Solenidade da Epifania do Senhor
Prefácio da Epifania - 3ª Semana do Saltério
Ofício solene próprio - Glória e Creio
Cor: Branco - Ano Litúrgico “A” - São Mateus

Antífona: Ml 3,1; 1Cr 19,12 - Eis que veio o Senhor dos senhores; em suas mãos, o poder e a realeza.

Oração do Dia: Ó Deus, que hoje revelastes o vosso filho às nações, guiando-as pela estrela, concedei aos vossos servos e servas, que já vos conhecem pela fé, contemplar-vos um dia face a face no céu. Por nosso Senhor Jesus Cristo, vosso Filho, na unidade do Espírito Santo. Amém!
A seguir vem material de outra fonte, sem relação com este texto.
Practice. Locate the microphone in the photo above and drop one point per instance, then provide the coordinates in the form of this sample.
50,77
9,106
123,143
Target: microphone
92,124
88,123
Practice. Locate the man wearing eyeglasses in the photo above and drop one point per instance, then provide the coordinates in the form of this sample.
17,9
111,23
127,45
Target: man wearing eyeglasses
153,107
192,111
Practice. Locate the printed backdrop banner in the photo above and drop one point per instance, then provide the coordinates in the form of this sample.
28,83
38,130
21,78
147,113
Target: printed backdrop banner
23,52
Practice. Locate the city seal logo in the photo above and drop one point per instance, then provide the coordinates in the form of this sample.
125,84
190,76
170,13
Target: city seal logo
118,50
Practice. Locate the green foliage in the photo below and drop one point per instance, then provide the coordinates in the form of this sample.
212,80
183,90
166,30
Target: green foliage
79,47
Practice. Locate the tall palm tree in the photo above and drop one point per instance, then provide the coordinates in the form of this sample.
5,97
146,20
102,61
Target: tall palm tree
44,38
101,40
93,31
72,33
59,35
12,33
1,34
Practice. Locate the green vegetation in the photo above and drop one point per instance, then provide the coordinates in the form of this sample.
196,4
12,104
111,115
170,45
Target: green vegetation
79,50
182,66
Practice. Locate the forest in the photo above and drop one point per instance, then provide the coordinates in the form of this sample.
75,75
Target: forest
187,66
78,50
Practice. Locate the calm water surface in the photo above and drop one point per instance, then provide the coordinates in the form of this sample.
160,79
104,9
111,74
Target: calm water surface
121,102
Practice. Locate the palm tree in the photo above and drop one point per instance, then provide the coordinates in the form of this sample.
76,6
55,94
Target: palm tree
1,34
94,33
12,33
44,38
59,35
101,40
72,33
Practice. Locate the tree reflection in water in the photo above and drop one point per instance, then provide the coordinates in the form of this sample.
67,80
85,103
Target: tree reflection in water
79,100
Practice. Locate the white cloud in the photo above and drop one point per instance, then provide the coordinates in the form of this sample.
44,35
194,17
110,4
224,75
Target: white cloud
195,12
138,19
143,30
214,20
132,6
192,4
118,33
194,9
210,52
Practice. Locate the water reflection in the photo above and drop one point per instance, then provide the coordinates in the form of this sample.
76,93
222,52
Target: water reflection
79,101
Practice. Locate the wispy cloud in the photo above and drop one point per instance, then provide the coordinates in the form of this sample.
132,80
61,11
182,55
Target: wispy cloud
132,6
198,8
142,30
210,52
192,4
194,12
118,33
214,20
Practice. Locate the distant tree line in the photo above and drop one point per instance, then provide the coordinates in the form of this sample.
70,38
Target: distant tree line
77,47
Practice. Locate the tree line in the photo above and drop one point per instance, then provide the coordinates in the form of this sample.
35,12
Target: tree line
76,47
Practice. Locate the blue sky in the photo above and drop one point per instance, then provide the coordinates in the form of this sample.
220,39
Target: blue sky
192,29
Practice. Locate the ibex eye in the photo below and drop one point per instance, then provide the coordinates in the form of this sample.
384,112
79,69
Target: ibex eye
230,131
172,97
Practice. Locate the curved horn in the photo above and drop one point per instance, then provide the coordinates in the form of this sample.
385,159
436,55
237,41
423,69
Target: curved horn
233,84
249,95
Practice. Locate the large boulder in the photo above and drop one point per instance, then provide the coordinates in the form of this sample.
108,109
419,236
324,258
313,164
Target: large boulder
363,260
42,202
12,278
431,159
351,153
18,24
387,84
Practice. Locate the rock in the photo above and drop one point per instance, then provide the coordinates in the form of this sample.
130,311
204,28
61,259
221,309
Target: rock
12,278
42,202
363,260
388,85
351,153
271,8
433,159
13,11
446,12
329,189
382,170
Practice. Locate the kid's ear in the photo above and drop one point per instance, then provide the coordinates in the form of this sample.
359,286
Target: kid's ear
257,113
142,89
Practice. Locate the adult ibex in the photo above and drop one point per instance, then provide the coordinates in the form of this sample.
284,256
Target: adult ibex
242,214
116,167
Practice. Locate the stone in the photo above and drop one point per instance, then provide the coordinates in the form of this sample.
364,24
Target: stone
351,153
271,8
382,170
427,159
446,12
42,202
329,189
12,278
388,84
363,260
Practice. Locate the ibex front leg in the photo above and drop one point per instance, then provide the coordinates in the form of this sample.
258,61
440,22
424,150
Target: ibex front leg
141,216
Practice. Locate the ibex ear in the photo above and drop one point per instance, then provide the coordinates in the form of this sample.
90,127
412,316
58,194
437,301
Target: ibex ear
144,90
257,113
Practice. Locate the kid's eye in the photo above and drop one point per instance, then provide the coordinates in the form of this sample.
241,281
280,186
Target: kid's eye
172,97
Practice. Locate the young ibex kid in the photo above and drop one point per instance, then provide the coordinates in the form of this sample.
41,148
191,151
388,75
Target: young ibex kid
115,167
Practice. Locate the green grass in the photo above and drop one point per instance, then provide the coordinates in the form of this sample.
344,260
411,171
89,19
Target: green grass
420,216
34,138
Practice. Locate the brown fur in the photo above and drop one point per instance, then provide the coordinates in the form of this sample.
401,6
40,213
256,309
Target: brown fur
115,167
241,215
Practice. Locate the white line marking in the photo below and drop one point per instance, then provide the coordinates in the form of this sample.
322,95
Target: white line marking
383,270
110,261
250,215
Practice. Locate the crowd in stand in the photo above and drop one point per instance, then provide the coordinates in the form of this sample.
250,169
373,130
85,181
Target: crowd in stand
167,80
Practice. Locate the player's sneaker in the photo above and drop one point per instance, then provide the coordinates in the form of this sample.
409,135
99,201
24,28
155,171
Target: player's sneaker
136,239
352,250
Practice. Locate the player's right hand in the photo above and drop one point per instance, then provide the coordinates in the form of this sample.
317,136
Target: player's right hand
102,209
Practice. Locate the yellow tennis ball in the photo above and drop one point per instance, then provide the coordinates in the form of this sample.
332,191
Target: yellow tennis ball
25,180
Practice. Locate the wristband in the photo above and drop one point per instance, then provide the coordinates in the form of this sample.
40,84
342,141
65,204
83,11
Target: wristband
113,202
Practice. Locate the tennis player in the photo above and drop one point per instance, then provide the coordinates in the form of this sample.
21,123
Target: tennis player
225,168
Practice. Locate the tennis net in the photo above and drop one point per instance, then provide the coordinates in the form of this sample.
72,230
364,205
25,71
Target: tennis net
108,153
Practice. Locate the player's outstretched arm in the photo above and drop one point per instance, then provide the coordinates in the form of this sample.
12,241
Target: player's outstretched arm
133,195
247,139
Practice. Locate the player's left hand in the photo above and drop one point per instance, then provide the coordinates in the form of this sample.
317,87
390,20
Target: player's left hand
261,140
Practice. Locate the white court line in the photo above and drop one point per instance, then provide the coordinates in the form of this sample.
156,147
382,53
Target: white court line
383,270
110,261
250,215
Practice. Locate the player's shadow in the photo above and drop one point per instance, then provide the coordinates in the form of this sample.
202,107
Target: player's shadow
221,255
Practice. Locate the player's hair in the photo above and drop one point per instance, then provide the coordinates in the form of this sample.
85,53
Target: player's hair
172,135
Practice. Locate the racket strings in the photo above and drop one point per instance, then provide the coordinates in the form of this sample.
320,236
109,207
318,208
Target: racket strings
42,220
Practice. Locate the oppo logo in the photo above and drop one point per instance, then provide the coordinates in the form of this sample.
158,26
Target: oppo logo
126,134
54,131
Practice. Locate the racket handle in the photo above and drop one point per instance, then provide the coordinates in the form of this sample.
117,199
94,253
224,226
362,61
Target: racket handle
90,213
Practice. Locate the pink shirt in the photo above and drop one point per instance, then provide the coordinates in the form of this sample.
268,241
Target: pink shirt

Primeira Leitura: Livro do Profeta Isaías 60, 1-6
                                          
Levanta-te, acende as luzes, Jerusalém, porque chegou a tua luz, apareceu sobre ti a glória do Senhor. Eis que está a terra envolvida em trevas, e nuvens escuras cobrem os povos; mas sobre ti apareceu o Senhor, e sua glória já se manifesta sobre ti. Os povos caminham à tua luz e os reis ao clarão de tua aurora. Levanta os olhos ao redor e vê: todos se reuniram e vieram a ti; teus filhos vêm chegando de longe com tuas filhas, carregadas nos braços. Ao vê-los, ficarás radiante, com o coração vibrando e batendo forte, pois com eles virão às riquezas de além-mar e mostrarão o poderio de suas nações; será uma inundação de camelos e dromedários de Madiã e Efa a te cobrir; virão todos os de Sabá, trazendo ouro e incenso e proclamando a glória do Senhor. - Palavra do Senhor.

Comentário: O texto se refere à cidade de Jerusalém, embora seu nome não seja mencionado. A situação da cidade é desanimadora. Estamos no período do pós-exílio, onde tudo está para ser feito. Se o exílio era amargo, a saída dele e a reconstrução do país foram marcadas por grandes dificuldades. Jerusalém está prostrada por causa de sua população diminuta, pela falta de recursos e pela dominação estrangeira (império persa) que não permite a organização política dos que retornaram, além de impor pesado tributo. Teria Javé abandonado seu povo e a cidade santa? O papel do profeta (chamado de Terceiro Isaías) aqui é suscitar ânimo e esperança. Javé continua sendo o esposo da cidade (e, por extensão, de todo o povo). Por causa do amor fiel que tem para com Jerusalém, esta será transformada em ponto de convergência da caminhada das nações. Javé está nela como esposo que a orna de esplendor, tornando-a fecunda em filhos e rica em presentes. É um marido apaixonado que deseja todo o bem à sua amada, ele é luz e permite à cidade participar dessa luz.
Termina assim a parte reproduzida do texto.